Made peanut butter cookies yesterday. They are good. We tried a new peanut butter and it was fluffy and sweet and works better for cookies. We like our peanut butter more peanutty than sweet.
Yeah, just put her on shuffle =D
waves
So Friday or Saturday my dad fell in his walk in closet. He wasn't found until early Monday morning. He's currently in the hospital (just visited him today) and there are plans for him to be in physical therapy for two weeks to make sure he can live alone. Turns out this isn't the first fall he has had recently.
They don't know why he fell at the moment.
I hate him but I feel sad for him at the same time. He's really lucky he didn't fall on anything and only has a minor bruise on his leg. His entire house is tiled.
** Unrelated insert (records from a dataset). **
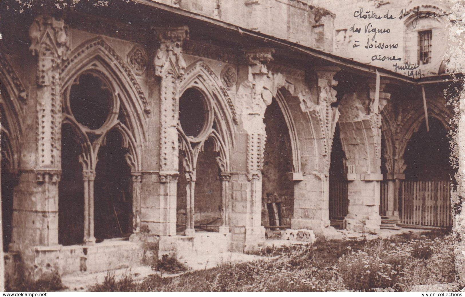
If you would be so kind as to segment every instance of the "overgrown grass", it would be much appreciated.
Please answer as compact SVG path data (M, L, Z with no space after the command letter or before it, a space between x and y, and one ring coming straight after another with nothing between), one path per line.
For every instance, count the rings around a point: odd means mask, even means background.
M452 235L442 231L370 241L319 240L312 246L265 248L254 253L272 258L174 277L106 280L93 291L408 291L414 285L454 281L452 243Z
M188 269L186 266L178 260L176 255L163 255L161 259L154 259L151 266L153 270L169 273L178 273Z
M66 288L61 284L61 278L58 275L54 275L50 279L35 281L23 279L20 282L16 284L7 279L5 284L5 291L7 292L53 292Z

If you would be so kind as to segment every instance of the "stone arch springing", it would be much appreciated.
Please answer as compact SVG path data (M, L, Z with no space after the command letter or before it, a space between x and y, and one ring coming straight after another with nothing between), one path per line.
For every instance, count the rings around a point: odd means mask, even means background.
M264 117L266 142L262 168L262 224L270 227L291 225L293 213L295 172L290 131L281 104L275 97L266 107Z
M403 147L405 168L403 173L406 180L448 180L454 175L452 166L449 161L448 126L444 119L435 116L430 115L429 121L430 132L426 132L424 116L421 116ZM442 139L431 138L434 136ZM438 151L432 151L433 148ZM437 155L430 155L438 153ZM425 155L427 153L428 155Z
M300 172L300 152L298 135L298 132L296 129L295 123L294 123L294 119L292 116L292 112L295 112L295 111L291 109L289 103L286 101L284 95L283 95L283 93L286 95L288 95L286 93L289 93L289 91L284 87L281 87L277 91L275 98L284 116L289 133L292 148L292 172ZM296 104L297 103L295 101L291 102L291 104ZM294 109L297 108L296 105L292 107Z
M441 121L446 129L452 129L452 127L449 121L453 116L445 106L437 105L429 102L427 109L429 117L435 116ZM399 133L396 137L395 166L399 173L403 172L405 168L404 154L407 144L412 135L418 130L425 119L425 112L422 109L412 108L409 114L405 115L405 120L400 123L398 128Z
M2 59L0 58L0 60ZM5 62L3 61L2 63ZM13 71L13 69L11 70ZM2 70L3 72L5 70ZM11 74L15 74L14 71ZM17 89L21 86L20 82L12 84L11 77L7 73L0 73L0 111L1 111L1 174L2 222L4 252L7 252L11 242L13 232L13 194L18 182L20 143L22 136L21 117L24 115L22 104L20 104ZM17 79L17 77L16 77ZM23 98L24 99L24 98ZM23 101L24 102L24 101Z

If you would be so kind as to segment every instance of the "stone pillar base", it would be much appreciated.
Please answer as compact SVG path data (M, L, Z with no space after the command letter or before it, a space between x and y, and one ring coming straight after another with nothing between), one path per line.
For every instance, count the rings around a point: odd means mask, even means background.
M246 228L245 252L256 249L265 244L265 227L259 226Z
M313 230L318 235L323 235L330 224L329 220L292 219L291 220L291 227L292 229L308 229Z
M378 233L381 225L381 216L373 214L363 218L348 214L344 219L344 229L361 233Z
M184 235L186 236L193 236L195 235L195 230L193 229L186 229L184 231Z
M229 227L227 226L220 226L218 233L221 234L228 234L229 233Z

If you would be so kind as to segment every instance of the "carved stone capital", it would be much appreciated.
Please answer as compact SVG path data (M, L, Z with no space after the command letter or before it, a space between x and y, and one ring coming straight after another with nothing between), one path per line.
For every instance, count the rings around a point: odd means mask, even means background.
M160 176L160 182L162 183L169 182L172 181L176 181L178 180L178 178L179 177L179 173L160 172L159 176Z
M187 181L187 182L195 182L197 181L197 179L195 178L195 171L186 171L186 180Z
M258 172L255 173L248 173L247 174L247 180L249 181L260 181L261 180L261 174Z
M133 182L142 182L142 174L140 172L131 172L131 178Z
M185 39L189 39L189 27L187 26L153 28L157 39L161 44L176 44L180 47Z
M174 78L182 76L186 67L181 55L182 42L189 38L188 27L154 29L160 43L160 48L157 50L153 60L155 75L163 77L164 73L170 73Z
M95 171L82 170L82 179L84 181L94 181L95 180Z
M222 181L229 181L231 180L232 175L229 173L220 173L219 174L219 180Z
M262 47L244 51L244 58L249 65L266 64L273 59L272 54L274 52L273 49Z
M370 97L370 109L372 112L379 112L383 110L387 103L387 100L391 99L391 93L385 91L386 85L389 81L387 79L381 79L379 82L379 98L378 103L378 110L373 110L375 108L373 106L375 101L375 96L376 94L376 83L372 80L369 80L368 83L368 94Z
M338 84L338 81L334 79L334 75L340 69L337 67L315 67L312 70L315 73L317 83L315 90L317 104L327 103L332 104L337 101L337 91L334 87Z

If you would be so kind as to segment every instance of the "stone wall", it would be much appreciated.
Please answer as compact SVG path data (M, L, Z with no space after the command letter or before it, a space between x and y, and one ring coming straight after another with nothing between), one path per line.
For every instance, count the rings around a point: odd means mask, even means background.
M311 0L155 1L314 48L332 49L334 15Z
M417 51L418 49L418 32L425 30L432 30L432 38L431 44L432 60L431 64L421 65L422 74L437 74L441 62L445 58L444 55L449 44L447 39L447 16L442 17L419 18L415 19L415 13L423 13L424 17L428 13L438 14L450 13L450 7L446 1L438 0L427 2L416 0L403 1L395 0L391 1L365 1L363 0L349 0L344 1L344 5L339 5L337 1L315 0L314 5L324 7L334 13L334 43L333 52L342 57L353 58L356 60L379 67L394 71L393 65L396 62L399 65L404 65L405 63L412 65L418 64ZM359 16L360 8L363 9L363 16L371 15L372 12L377 16L384 17L388 12L389 15L395 18L393 19L382 18L380 19L361 18ZM418 10L417 10L418 9ZM399 19L401 11L406 11L409 13ZM356 12L359 12L356 13ZM369 13L368 13L369 12ZM357 17L354 17L356 13ZM412 24L413 23L413 24ZM370 24L372 26L370 26ZM359 33L351 31L352 26L361 29ZM372 40L373 33L365 32L365 26L370 29L390 29L390 32L376 34L375 40ZM369 39L370 44L373 47L365 49ZM356 42L358 40L359 42ZM388 50L376 48L374 45L396 45L395 48ZM354 45L360 45L354 47ZM400 61L372 60L373 56L381 55L395 56L401 58ZM418 69L417 69L418 70ZM444 71L444 70L443 70ZM399 73L407 74L405 71L398 71ZM444 72L443 72L444 73ZM417 76L416 76L416 77Z

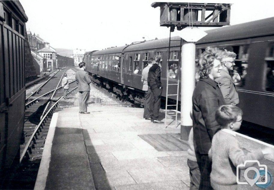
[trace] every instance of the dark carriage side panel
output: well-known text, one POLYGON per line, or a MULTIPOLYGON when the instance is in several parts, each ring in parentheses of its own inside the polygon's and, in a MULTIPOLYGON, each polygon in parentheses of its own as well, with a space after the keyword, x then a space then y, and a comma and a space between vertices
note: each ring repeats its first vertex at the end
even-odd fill
MULTIPOLYGON (((5 105, 5 66, 4 63, 4 46, 3 39, 3 26, 0 23, 0 108, 2 108, 5 105)), ((2 165, 4 154, 4 149, 5 147, 5 114, 0 113, 0 135, 1 138, 0 139, 0 165, 2 165)), ((1 167, 0 167, 1 169, 1 167)))
MULTIPOLYGON (((4 46, 3 39, 3 26, 0 25, 0 62, 4 63, 4 46)), ((4 64, 0 64, 0 105, 5 102, 5 69, 4 64)))
POLYGON ((12 58, 12 33, 10 31, 8 31, 8 52, 10 61, 10 81, 11 84, 11 96, 14 94, 14 73, 13 69, 13 60, 12 58))
POLYGON ((22 55, 22 38, 19 37, 19 65, 20 69, 20 89, 23 88, 23 60, 22 55))
MULTIPOLYGON (((257 38, 253 41, 266 40, 263 38, 257 38)), ((248 66, 246 71, 247 74, 245 89, 258 91, 263 90, 262 80, 265 77, 263 76, 264 58, 268 44, 266 41, 251 43, 249 44, 248 66)))
POLYGON ((4 28, 3 30, 4 38, 4 56, 5 58, 4 65, 5 66, 5 86, 6 91, 6 97, 10 97, 10 93, 9 78, 9 60, 8 40, 8 29, 4 28))
POLYGON ((14 93, 16 93, 18 91, 18 81, 17 80, 17 61, 16 58, 16 40, 15 38, 15 34, 12 34, 12 49, 13 54, 12 57, 13 58, 13 68, 14 69, 14 93))

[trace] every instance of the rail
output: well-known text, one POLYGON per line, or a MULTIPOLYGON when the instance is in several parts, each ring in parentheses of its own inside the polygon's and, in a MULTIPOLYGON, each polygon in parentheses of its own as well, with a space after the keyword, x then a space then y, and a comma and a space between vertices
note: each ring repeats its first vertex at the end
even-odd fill
MULTIPOLYGON (((74 82, 75 82, 76 81, 76 80, 74 80, 74 81, 71 81, 71 82, 70 82, 69 84, 70 85, 71 84, 72 84, 72 83, 73 83, 74 82)), ((59 89, 60 89, 61 88, 62 88, 62 87, 61 87, 61 86, 59 87, 57 89, 57 90, 58 90, 59 89)), ((53 89, 53 90, 50 91, 49 91, 48 92, 47 92, 47 93, 45 93, 44 94, 43 94, 42 95, 41 95, 40 96, 39 96, 38 97, 37 97, 37 98, 35 98, 35 99, 33 99, 31 101, 30 101, 30 102, 29 102, 27 103, 25 105, 26 107, 29 106, 31 104, 32 104, 33 103, 35 102, 35 101, 37 100, 38 99, 40 98, 41 98, 43 97, 43 96, 47 96, 47 95, 48 95, 50 94, 51 93, 53 92, 53 91, 54 91, 55 90, 55 89, 53 89)))
POLYGON ((65 71, 64 72, 64 73, 63 73, 63 74, 62 75, 62 76, 61 76, 61 77, 60 78, 60 79, 59 80, 59 82, 58 82, 58 84, 57 84, 57 85, 56 85, 56 87, 55 87, 54 88, 54 91, 53 92, 52 95, 51 96, 49 99, 48 102, 47 104, 47 105, 46 106, 46 107, 45 107, 45 108, 44 109, 44 110, 43 111, 43 113, 41 116, 41 117, 40 117, 40 119, 41 119, 42 117, 43 117, 43 116, 44 115, 44 114, 45 113, 47 112, 47 111, 48 110, 48 109, 49 108, 49 107, 50 106, 52 102, 52 99, 53 98, 53 97, 54 96, 54 95, 55 95, 55 93, 56 93, 56 91, 57 91, 57 88, 58 88, 58 87, 59 85, 60 85, 60 83, 61 83, 61 81, 62 81, 62 79, 63 79, 63 77, 64 76, 64 74, 65 74, 66 71, 68 69, 66 69, 65 71))
POLYGON ((26 101, 26 102, 27 102, 27 101, 28 101, 28 100, 29 99, 29 98, 31 97, 32 96, 33 96, 35 94, 36 94, 36 93, 37 93, 40 90, 41 90, 41 89, 42 89, 42 88, 43 86, 44 86, 45 85, 46 85, 46 84, 52 78, 53 78, 53 76, 54 76, 55 75, 56 75, 56 74, 57 74, 57 73, 58 72, 59 72, 59 71, 60 71, 60 70, 58 70, 57 71, 56 73, 55 73, 54 74, 53 74, 53 75, 52 76, 51 76, 50 77, 49 79, 48 79, 47 80, 47 81, 46 81, 45 82, 44 82, 44 83, 43 83, 43 84, 42 84, 42 85, 41 86, 39 86, 37 89, 36 89, 34 91, 34 92, 33 92, 32 93, 32 94, 31 94, 28 97, 27 97, 27 98, 26 98, 26 100, 25 100, 26 101))
MULTIPOLYGON (((75 91, 77 88, 78 88, 78 87, 76 87, 72 89, 70 91, 68 92, 68 94, 69 94, 74 91, 75 91)), ((39 123, 38 123, 38 124, 35 127, 35 129, 34 129, 34 131, 32 133, 32 134, 29 138, 29 141, 28 141, 28 142, 26 144, 26 146, 25 147, 24 150, 23 150, 23 152, 22 153, 22 154, 20 156, 20 163, 21 163, 21 162, 22 162, 22 161, 23 160, 24 157, 25 157, 25 155, 28 151, 28 150, 29 149, 29 148, 31 148, 30 146, 32 145, 32 142, 34 140, 34 138, 35 136, 35 134, 37 132, 38 129, 39 129, 42 125, 44 123, 45 120, 46 119, 46 118, 47 118, 47 117, 48 115, 50 113, 52 113, 52 112, 54 111, 53 109, 56 107, 56 105, 58 104, 58 102, 64 96, 62 96, 60 97, 58 99, 58 100, 57 100, 56 102, 55 102, 54 104, 53 104, 51 106, 51 107, 49 109, 49 110, 47 111, 46 114, 43 116, 42 118, 40 120, 39 123)))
- waves back I hope you're doing well. :D
- I hear you about the chronic pain. I hope the pt works for you. Oh, peanut butter cookies sound yummy. We like ours with bits of peanut in them so we use chunky peanut butter. :D
- I put her on shuffle last night. I now understand why so many people like her. :) Sorry to hear about your dad. He really did get lucky. Any reason why he couldn't get back up after the fall? I understand your mixed feelings, also. I felt that way about my step-dad for the longest time. :D
Yeah, she is good =D
I don't know why he couldn't get up or why he fell in the first place. It didn't seem like he could recall the passage of time and only thought he was struggling for a short time. He's 77 and his father suffered from Alzheimer's. That's the only thing I can think of.
The hospital nor dad has contacted me today.
I got another chapter out. It was delayed a day as Monday was chaotic and I didn't know what was going to happen. Originally Monday me and hubby were going to hang out with a friend. Which we were supposed to do Sunday BUT my period got bad so I didn't want to go out.